Getting House: Bob Porter on the Alternative History and Living Legacy of 'Soul Jazz'
"Jazz has been described any number of times as the great American art form," writes Bob Porter in the introduction to Soul Jazz: Jazz in the Black Community 1945-1975. "It is certainly that," he goes on, "but it is also a way to make a living."
That no-nonsense setup swings open the gate to a book grounded in authority and filled with firsthand insight. As a record producer, Bob Porter has had a hand in more than 200 albums, including classics for Prestige and core reissues on Atlantic and Savoy. As a broadcaster, Bob goes back to Day One at Newark Public Radio, otherwise known as WBGO. After starting out with The Weekend Warrior, he conceived Portraits in Blue, which celebrates its 40th anniversary on the air this year.
Here at Jazz United we often talk about how our music thrives in the spaces that fall outside a discography or critical orthodoxy. So as we embark on Jazz Appreciation Month, we thought it only fitting to show our appreciation for a colleague and elder who has helped shape that legacy, and then continued to illuminate it.

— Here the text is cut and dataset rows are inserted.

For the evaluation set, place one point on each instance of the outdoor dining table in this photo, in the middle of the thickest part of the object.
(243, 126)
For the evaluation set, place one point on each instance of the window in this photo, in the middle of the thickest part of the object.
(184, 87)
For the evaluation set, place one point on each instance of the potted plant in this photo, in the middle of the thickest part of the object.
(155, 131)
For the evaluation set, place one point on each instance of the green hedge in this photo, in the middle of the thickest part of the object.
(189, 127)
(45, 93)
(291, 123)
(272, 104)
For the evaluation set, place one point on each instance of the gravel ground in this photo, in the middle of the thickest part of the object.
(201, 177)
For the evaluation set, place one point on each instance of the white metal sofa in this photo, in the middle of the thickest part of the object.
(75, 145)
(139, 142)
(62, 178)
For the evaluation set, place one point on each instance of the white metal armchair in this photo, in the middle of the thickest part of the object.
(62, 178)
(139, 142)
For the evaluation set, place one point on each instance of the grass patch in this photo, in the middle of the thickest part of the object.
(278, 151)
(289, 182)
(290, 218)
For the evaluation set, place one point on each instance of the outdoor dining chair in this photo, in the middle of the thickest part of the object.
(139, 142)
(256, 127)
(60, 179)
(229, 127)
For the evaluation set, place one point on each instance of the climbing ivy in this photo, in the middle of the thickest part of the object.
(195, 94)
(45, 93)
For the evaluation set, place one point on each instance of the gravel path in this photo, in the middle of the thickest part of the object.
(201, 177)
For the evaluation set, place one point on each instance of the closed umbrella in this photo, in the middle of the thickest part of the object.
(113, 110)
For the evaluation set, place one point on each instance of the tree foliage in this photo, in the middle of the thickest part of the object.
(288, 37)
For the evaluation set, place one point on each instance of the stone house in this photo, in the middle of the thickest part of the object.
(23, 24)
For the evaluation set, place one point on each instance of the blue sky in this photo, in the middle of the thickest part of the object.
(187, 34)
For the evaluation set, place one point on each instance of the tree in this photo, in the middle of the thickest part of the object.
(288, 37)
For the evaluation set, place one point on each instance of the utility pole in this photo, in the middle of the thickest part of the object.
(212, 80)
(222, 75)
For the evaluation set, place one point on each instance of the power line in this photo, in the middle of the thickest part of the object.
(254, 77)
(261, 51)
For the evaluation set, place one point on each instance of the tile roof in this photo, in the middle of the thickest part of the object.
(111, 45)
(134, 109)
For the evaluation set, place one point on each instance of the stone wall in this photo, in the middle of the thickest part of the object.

The core of this episode is an interview Bob did with Nate Chinen in the studio at WBGO on Sept. 27, 2017. Soul Jazz was the topic at hand, and it yielded a far-ranging discussion, touching on the influence of evolving recording technologies; the social framework behind critical bias; and the ways in which some artists, like guitarist Grant Green, found their greatest success in the afterlife.